DACS tries to combat the problem of class conflation where the segmentation model cannot distinguish semantically similar classes in the target domain. For example, ‘sidewalk’ is likely to be predicted as ‘road’ since ‘road’ appears more frequently and thus is easier to be adapted. DACS proposes a novel way of data augmentation that mixes the target domain images with the source domain images. Specifically, the pixels of some randomly selected classes on the source domain images will be cut out and pasted on the target domain images. The pseudo label of the target domain images and the ground-truth of the source domain images are mixed in the same way to produce the mixed label. The cross-domain mixing augmentation is simple yet effective.
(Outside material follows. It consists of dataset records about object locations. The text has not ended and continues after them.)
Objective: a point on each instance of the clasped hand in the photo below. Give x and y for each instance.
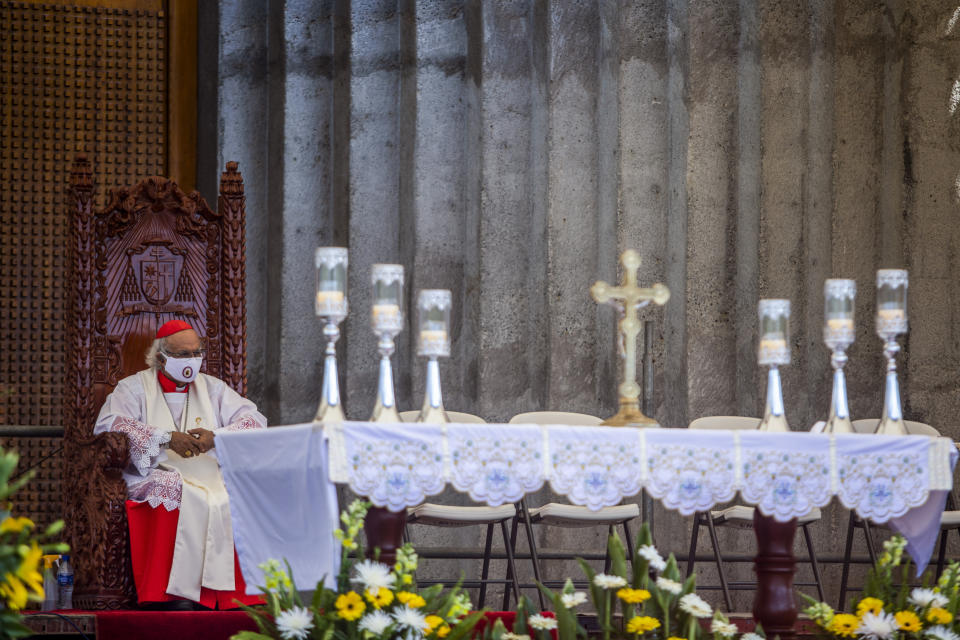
(192, 443)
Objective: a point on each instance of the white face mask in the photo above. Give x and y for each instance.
(182, 369)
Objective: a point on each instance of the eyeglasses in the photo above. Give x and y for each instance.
(199, 353)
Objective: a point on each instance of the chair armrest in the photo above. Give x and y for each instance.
(108, 451)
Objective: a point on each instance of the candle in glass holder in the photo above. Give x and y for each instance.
(433, 317)
(331, 265)
(386, 314)
(838, 324)
(774, 332)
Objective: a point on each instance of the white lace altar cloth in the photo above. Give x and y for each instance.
(784, 474)
(902, 481)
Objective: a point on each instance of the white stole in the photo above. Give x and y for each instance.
(203, 551)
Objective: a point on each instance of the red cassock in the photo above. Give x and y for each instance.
(153, 531)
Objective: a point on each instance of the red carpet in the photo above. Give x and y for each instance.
(163, 625)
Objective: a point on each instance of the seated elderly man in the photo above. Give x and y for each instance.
(169, 413)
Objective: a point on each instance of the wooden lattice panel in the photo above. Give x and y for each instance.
(40, 499)
(72, 80)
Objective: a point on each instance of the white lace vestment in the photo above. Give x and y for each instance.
(125, 411)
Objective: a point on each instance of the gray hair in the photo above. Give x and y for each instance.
(158, 345)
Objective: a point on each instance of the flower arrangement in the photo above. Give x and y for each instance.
(889, 612)
(372, 600)
(655, 602)
(21, 580)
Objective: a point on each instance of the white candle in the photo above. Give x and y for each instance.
(433, 336)
(840, 324)
(386, 315)
(891, 314)
(773, 344)
(329, 301)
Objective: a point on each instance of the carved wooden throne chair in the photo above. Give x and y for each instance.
(151, 255)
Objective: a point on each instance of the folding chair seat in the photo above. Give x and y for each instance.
(949, 520)
(440, 515)
(741, 516)
(567, 515)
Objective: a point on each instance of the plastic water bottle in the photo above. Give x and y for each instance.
(65, 582)
(51, 589)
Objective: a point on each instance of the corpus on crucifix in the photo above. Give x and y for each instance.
(627, 298)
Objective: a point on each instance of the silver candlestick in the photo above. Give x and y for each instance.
(838, 335)
(891, 322)
(433, 341)
(331, 305)
(386, 318)
(773, 351)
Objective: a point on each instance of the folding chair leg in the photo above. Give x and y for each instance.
(716, 554)
(606, 553)
(871, 550)
(813, 563)
(525, 513)
(846, 563)
(486, 565)
(626, 533)
(691, 557)
(511, 564)
(511, 569)
(942, 555)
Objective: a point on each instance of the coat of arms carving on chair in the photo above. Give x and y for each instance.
(151, 255)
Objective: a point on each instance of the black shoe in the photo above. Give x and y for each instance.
(172, 605)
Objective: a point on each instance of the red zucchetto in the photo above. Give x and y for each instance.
(172, 327)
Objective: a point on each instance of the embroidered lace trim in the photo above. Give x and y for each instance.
(243, 424)
(145, 442)
(160, 487)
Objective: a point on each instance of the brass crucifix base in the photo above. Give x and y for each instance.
(629, 415)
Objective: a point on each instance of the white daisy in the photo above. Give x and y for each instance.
(877, 627)
(604, 581)
(670, 586)
(695, 606)
(411, 619)
(725, 629)
(373, 576)
(927, 598)
(570, 600)
(294, 623)
(940, 633)
(542, 623)
(651, 555)
(376, 622)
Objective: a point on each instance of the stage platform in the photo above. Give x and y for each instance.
(209, 625)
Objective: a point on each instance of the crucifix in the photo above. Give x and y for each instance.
(627, 298)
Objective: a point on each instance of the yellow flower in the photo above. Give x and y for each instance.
(13, 592)
(642, 624)
(844, 624)
(350, 606)
(871, 605)
(907, 620)
(410, 599)
(380, 598)
(939, 615)
(28, 571)
(633, 596)
(16, 525)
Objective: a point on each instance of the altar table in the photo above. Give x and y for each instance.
(902, 481)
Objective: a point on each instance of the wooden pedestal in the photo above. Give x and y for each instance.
(774, 605)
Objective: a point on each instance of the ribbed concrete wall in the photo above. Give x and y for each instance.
(510, 150)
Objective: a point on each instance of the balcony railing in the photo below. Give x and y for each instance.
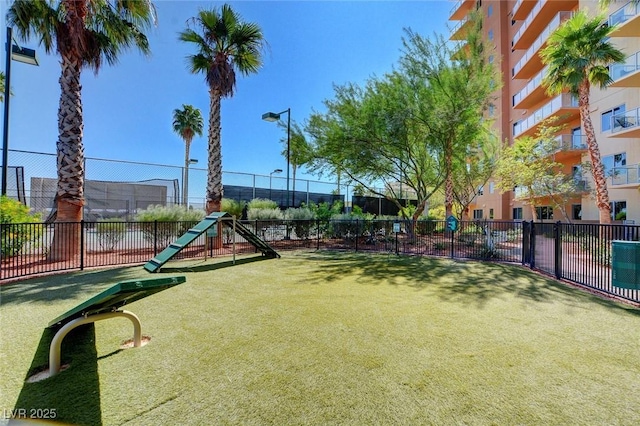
(561, 101)
(625, 13)
(632, 64)
(625, 120)
(571, 142)
(530, 87)
(525, 25)
(542, 38)
(628, 175)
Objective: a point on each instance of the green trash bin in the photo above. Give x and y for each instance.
(625, 264)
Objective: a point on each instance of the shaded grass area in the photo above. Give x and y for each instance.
(330, 338)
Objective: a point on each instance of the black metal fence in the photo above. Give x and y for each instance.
(580, 253)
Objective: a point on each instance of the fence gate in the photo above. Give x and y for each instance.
(543, 247)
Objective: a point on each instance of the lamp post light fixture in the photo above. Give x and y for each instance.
(270, 175)
(20, 54)
(272, 116)
(185, 181)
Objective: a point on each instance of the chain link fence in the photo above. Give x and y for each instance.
(118, 189)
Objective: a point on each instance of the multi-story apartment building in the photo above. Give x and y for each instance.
(518, 30)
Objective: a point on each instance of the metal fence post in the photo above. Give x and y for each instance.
(557, 239)
(155, 237)
(532, 246)
(82, 244)
(357, 232)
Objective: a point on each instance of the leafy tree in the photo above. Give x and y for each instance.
(187, 122)
(1, 86)
(225, 44)
(85, 34)
(577, 55)
(459, 91)
(410, 129)
(529, 165)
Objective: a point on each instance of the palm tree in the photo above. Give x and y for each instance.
(187, 122)
(225, 45)
(1, 86)
(85, 34)
(578, 54)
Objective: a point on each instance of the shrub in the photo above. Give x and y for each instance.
(302, 221)
(110, 232)
(232, 207)
(264, 214)
(262, 203)
(17, 226)
(172, 221)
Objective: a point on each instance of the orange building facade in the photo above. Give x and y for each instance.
(518, 30)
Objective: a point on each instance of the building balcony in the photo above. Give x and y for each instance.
(627, 19)
(569, 147)
(530, 63)
(539, 16)
(628, 175)
(532, 94)
(461, 9)
(543, 191)
(522, 8)
(626, 124)
(627, 74)
(460, 31)
(564, 106)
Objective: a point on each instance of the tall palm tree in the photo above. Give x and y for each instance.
(1, 86)
(85, 34)
(187, 122)
(225, 44)
(578, 54)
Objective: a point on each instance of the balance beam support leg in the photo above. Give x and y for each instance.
(56, 342)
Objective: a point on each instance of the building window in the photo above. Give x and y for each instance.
(544, 212)
(576, 212)
(517, 213)
(619, 210)
(607, 117)
(611, 162)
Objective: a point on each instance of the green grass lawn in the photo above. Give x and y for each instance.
(317, 338)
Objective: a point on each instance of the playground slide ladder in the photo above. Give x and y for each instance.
(210, 220)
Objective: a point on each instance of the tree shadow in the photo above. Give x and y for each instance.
(73, 395)
(64, 286)
(460, 281)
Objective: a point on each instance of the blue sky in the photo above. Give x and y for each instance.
(128, 107)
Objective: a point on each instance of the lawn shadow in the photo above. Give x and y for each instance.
(64, 286)
(73, 395)
(461, 281)
(203, 266)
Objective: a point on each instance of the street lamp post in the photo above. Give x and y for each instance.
(20, 54)
(271, 174)
(272, 116)
(185, 182)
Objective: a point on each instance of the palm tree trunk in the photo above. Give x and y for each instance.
(448, 183)
(70, 162)
(597, 168)
(185, 178)
(214, 176)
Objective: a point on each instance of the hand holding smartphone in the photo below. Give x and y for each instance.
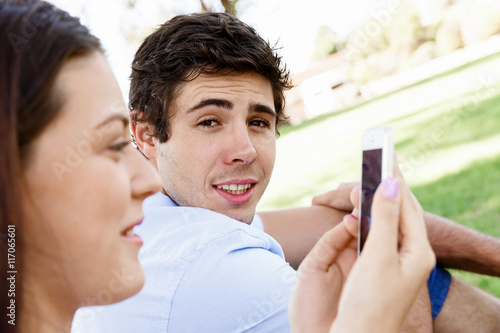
(377, 165)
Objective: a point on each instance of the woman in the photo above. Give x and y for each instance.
(374, 295)
(72, 185)
(72, 188)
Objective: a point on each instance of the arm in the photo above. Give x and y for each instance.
(463, 248)
(298, 229)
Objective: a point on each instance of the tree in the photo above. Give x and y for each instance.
(229, 6)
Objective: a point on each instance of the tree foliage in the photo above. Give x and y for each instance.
(229, 6)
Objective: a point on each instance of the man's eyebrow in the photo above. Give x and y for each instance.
(255, 107)
(223, 103)
(113, 117)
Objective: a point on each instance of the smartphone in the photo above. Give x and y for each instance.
(377, 165)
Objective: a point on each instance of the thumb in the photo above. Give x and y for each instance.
(383, 236)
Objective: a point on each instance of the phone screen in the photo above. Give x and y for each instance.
(370, 179)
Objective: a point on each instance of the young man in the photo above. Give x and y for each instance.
(207, 96)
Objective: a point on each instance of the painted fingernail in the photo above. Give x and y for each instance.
(390, 187)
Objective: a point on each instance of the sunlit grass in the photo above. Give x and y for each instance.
(447, 134)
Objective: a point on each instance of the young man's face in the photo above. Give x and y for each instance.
(221, 151)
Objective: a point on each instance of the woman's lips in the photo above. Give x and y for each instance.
(129, 234)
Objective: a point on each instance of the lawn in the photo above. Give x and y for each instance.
(447, 134)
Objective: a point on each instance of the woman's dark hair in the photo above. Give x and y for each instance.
(36, 39)
(189, 45)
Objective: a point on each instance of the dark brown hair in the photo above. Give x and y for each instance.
(189, 45)
(36, 38)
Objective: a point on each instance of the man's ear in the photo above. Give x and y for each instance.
(144, 137)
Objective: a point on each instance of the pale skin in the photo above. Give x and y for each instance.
(223, 133)
(374, 295)
(79, 247)
(473, 251)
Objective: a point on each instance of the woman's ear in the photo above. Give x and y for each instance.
(144, 138)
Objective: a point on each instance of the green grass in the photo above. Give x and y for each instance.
(447, 135)
(470, 197)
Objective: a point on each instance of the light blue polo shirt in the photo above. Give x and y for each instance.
(205, 272)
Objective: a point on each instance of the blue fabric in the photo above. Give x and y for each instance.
(439, 285)
(204, 272)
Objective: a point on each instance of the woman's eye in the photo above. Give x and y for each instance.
(208, 123)
(120, 146)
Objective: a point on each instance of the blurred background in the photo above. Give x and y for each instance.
(428, 68)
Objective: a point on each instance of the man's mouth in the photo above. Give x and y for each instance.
(235, 189)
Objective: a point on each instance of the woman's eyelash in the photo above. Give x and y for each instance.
(120, 146)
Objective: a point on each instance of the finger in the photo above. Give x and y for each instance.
(351, 225)
(383, 236)
(415, 248)
(354, 197)
(324, 253)
(338, 198)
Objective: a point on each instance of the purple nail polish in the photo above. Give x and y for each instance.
(390, 187)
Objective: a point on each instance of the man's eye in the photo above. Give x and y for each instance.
(259, 123)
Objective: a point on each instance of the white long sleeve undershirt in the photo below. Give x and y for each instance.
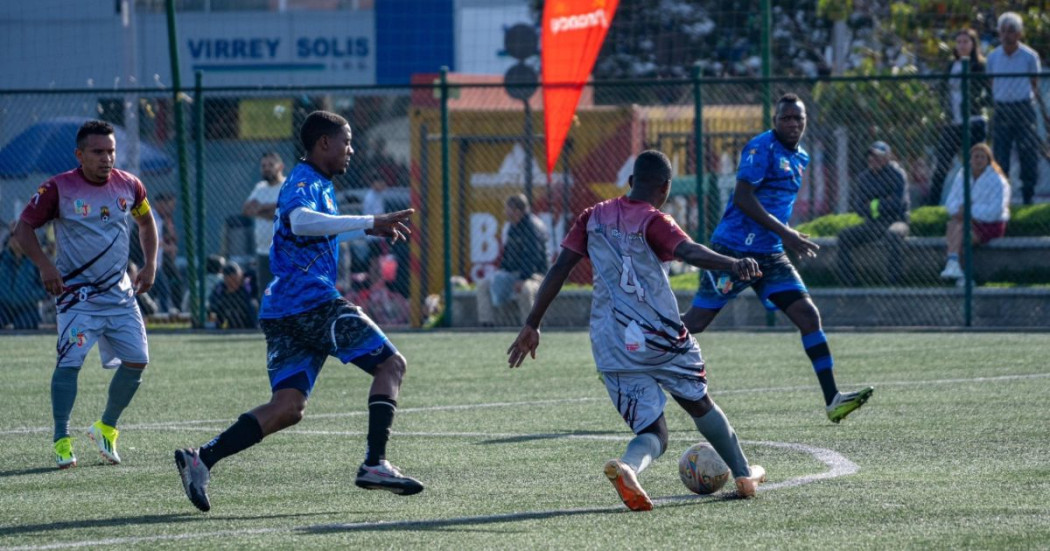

It can alleviate the class conflation problem because parts of the mixed label are the source domain ground-truth labels. In other words, the network won’t be severely biased toward the pseudo label of the target domain that has a class conflation problem.

CorDA

CorDA takes the guidance from self-supervised depth estimation to build the domain gap. The information of depth is domain invariant that is able to improve the quality of segmentation. CorDA extends an auxiliary branch to predict depth of the image and shares the encoder with the segmentation prediction branch. The mid-level features will be fed into a domain-shared task feature correlation module which contains two attention modules. Integrating the mid-level features of another task, the module captures the information from the other modality. Finally, the semantic pseudo labels will be refined by depth prediction discrepancy to approximate the adaptation difficulty, as depth and semantics are related so that the model can be benefit from the depth representation. In addition, depth estimation can be learned from image sequence or stereo images that can be obtained in both source and target domain.

Rainbow UDA

Rainbow UDA addresses the certainty inconsistency and performance variation issues of the previous ensemble-distillation frameworks when combining multiple UDA-SST models. The proposed method introduces two operations: the unification and the combinatorial fusion operations. Unification operation unifies the output certainty predictions from each teacher model by converting it to one-hot hard pseudo labels or fine-tuning teacher models, solving the certainty inconsistency issue. Combinatorial fusion operation fuses the predictions of different teachers by determining a teacher to predict a class based on the per-class performance of each teacher, addressing the performance variation issue. The compact student model will be trained on the target domain images and the corresponding fused pseudo label to distill the knowledge from teacher models to itself.